A tapir amidst the rainforest

In Peru, the Andean tapir is found in the provinces of Ayabaca and Huancabamba in the Piura department, and in the provinces of Jaén and San Ignacio in the Cajamarca department .

It is also found along the Peru-Ecuador border in the Cordillera del Cóndor. The Andean tapir may have been present in western Venezuela in the past but it is unlikely to be found there currently. 


Toucans are distinguished by their huge, sometimes vibrantly colored beaks. Many toucan species live in the Peruvian Amazon Rainforest, including the yellow-ridged toucan and the green-feathered emerald toucanet.

Animals in the Peruvian Amazon Rainforest

Tambopata National Reserve in southeastern Peru is a prime location for spotting toucans, with seven species found within the reserve.

The Channel-billed and White-throated toucans are the largest species, measuring up to 48 and 50 centimeters in length, respectively.

The Channel-billed toucan has a vivid yellow breast and electric blue markings around its bill, while the White-throated toucan has a white breast and a huge red bill.

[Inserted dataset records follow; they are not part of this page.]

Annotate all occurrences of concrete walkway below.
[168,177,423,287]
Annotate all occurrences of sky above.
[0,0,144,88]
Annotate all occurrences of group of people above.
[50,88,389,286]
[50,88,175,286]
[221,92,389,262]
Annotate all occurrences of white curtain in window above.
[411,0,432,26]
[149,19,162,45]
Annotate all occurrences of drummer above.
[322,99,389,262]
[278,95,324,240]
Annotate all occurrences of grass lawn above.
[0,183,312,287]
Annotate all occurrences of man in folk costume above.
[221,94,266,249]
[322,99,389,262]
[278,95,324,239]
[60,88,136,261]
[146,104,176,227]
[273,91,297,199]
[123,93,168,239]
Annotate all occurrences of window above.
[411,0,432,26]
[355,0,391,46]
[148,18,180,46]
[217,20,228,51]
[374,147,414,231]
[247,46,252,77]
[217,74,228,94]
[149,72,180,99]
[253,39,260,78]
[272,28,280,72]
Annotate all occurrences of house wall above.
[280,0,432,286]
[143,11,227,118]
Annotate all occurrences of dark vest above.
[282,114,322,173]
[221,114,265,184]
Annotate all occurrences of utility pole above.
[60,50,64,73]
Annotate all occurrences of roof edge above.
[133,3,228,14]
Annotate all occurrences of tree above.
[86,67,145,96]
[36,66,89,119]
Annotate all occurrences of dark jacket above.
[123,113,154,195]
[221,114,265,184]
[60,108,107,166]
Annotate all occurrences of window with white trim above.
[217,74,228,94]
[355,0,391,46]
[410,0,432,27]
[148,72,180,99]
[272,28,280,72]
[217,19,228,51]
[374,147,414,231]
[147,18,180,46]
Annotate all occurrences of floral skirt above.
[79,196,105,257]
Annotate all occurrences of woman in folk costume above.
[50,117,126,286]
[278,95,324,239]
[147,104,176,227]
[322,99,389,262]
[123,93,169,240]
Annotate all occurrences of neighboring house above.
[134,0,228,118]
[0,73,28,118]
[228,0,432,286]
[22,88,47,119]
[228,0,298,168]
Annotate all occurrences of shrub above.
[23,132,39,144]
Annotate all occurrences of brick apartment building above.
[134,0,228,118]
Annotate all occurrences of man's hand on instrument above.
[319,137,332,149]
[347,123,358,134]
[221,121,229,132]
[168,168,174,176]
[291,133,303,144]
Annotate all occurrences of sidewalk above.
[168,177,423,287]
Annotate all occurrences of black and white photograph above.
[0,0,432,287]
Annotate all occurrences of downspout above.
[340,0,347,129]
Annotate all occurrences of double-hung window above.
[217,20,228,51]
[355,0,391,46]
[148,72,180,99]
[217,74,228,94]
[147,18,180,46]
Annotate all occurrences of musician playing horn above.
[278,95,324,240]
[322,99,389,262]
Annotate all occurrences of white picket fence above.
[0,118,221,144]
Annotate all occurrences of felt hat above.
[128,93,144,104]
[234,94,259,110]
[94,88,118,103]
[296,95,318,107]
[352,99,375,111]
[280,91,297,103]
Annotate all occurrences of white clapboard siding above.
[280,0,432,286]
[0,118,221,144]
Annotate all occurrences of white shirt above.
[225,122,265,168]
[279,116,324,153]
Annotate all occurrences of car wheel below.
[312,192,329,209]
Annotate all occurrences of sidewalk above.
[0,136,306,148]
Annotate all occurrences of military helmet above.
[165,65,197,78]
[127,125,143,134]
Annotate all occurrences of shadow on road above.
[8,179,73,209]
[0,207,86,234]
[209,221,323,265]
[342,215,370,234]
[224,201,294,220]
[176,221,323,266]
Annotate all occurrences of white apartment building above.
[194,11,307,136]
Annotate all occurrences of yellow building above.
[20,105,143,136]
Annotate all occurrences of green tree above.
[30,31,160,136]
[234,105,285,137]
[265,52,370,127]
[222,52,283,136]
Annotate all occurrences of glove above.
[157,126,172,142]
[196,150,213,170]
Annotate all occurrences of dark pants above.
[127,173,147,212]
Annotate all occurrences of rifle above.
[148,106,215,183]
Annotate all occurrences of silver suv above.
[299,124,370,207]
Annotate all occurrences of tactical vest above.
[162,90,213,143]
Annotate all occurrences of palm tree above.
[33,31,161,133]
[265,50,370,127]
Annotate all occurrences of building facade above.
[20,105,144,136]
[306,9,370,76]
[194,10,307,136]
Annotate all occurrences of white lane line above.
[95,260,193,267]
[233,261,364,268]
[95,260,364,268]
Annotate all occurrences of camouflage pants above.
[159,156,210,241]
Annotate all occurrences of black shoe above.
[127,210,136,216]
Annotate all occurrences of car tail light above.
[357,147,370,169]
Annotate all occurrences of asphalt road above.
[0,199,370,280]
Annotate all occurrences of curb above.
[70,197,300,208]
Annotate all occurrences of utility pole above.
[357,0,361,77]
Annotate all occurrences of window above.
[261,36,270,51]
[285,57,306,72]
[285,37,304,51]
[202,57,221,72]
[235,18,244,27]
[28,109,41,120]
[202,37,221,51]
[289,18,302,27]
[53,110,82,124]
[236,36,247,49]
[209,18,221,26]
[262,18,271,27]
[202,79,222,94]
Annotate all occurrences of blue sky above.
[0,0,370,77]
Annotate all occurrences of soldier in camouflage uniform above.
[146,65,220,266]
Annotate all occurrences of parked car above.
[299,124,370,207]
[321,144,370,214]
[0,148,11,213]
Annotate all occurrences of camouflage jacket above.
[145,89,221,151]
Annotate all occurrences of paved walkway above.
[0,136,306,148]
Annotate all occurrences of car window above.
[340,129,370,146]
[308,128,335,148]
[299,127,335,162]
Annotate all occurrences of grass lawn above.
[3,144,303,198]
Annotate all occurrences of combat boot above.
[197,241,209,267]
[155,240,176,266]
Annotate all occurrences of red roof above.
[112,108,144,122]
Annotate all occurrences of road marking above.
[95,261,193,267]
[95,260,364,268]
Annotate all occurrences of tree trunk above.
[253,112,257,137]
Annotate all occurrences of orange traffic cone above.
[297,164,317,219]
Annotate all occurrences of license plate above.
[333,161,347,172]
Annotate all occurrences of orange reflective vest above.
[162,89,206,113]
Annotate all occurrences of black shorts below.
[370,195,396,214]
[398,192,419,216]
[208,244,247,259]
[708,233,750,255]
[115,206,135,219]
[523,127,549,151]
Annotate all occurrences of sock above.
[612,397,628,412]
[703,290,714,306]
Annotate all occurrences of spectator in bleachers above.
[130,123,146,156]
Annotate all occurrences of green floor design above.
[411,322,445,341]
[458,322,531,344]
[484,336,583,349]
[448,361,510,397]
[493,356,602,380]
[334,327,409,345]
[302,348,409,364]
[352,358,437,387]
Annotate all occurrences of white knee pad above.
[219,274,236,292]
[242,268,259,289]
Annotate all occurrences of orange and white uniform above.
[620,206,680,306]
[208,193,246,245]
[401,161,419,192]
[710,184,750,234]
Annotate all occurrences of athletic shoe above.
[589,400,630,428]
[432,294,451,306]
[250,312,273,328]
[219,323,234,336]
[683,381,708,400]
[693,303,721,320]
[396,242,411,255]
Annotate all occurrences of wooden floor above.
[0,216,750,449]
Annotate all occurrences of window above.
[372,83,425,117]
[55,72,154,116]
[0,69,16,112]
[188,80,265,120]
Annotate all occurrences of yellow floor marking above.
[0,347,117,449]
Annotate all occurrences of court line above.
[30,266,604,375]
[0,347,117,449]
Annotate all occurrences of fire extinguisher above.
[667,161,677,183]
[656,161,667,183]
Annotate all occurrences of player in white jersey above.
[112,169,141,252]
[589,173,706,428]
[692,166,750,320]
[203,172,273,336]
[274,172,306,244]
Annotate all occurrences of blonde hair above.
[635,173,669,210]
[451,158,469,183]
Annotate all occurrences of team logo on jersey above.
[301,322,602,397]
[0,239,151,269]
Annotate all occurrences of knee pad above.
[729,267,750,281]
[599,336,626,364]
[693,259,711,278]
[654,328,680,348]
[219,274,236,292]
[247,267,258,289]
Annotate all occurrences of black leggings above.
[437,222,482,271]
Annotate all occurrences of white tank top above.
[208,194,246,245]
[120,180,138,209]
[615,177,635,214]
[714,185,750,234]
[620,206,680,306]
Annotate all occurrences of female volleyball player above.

A blue-peck toucan stares down from a branch

Both species have oversized bills, measuring up to 14 and 22 centimeters long, respectively. These toucans are easily recognizable and can be found throughout South America, from Trinidad to Bolivia.

The Poison Dart Frog

Poison dart frogs are amongst the most vivid amphibians found in the Amazon jungle.  Their vibrant colors, which range from shades of red, blue, and yellow are an important defense strategy to fend off predators.

Animals in the Peruvian Amazon Rainforest

Black Caiman 

The black caiman is the top predator in the Peruvian Amazon rainforest.

As the name implies, this reptile has black scales that help it blend in with its environment, making it difficult to see. So, make sure to be careful when you are hiking in the dark.